The awards are meant to encourage women in communities across the territory who work behind the scenes, often tirelessly, to make a difference and encourage other women in their communities.
For Lamalice, standing up for what was right meant going against the status quo in some ways, quitting her addictions, and talking openly about feelings and sharing pieces of her painful past. As part of the healing drum society, she has travelled to other communities to facilitate workshops and as part of the Northern national Truth and Reconciliation event in Inuvik in 2011.
“For a long time people would phone me and come to see me to share their stories and their own confusion,” she said. “I encourage a lot of people to share and work towards wellness.”
Currently she is working at Chief Sunrise Education Centre as a community youth counsellor and elder, teaching how to balance Dene culture and traditional lifestyle with a modern school education.
“This way is just to give them a sense of identity of who they really are on the cultural side, and to be proud of who they are,” said Lamalice. “This also helps them to be proud of who they are going to be. That’s how I believe in working with young kids and their self-esteem and self-confidence. I want them to build that up and have them be strong.”
One of her nominators was daughter-in-law Valerie Lamalice of Trout Lake. She said her own outlook on life has changed dramatically since she met Elaine in 1995. She also said Lamalice’s self-healing workshops in Trout Lake helped many
people in the community.
“I’ve seen a lot of changes in her since I have known her; she has been healing for quite a long time now,” said Valerie Lamalice. “She struggled with addictions, she’s a residential school survivor. She pushed me to turn my life around. There was a lot of negativity when I was growing up. She taught me how to reverse that and live life more positively.”

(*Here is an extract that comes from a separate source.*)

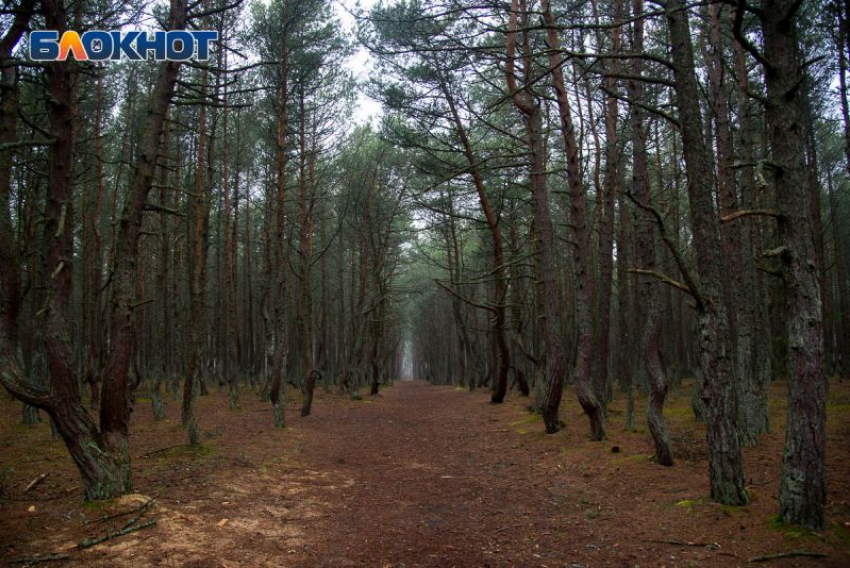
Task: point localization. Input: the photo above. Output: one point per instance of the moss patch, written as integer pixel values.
(777, 523)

Elaine Lamalice said the award encouraged her to continue on with the work she is doing, and thinks it could encourage other women too.
“I was really shocked (to receive the award), because in a lot of ways I was still healing,” she said. “They said I had a big heart for people. It was an honour for me. I felt like, ‘I am somebody’ after all these years.”
Nominations are open until Feb. 1. More information is available at the Status of Women Council, NWT.
Hay River is in the South Slave region for the awards.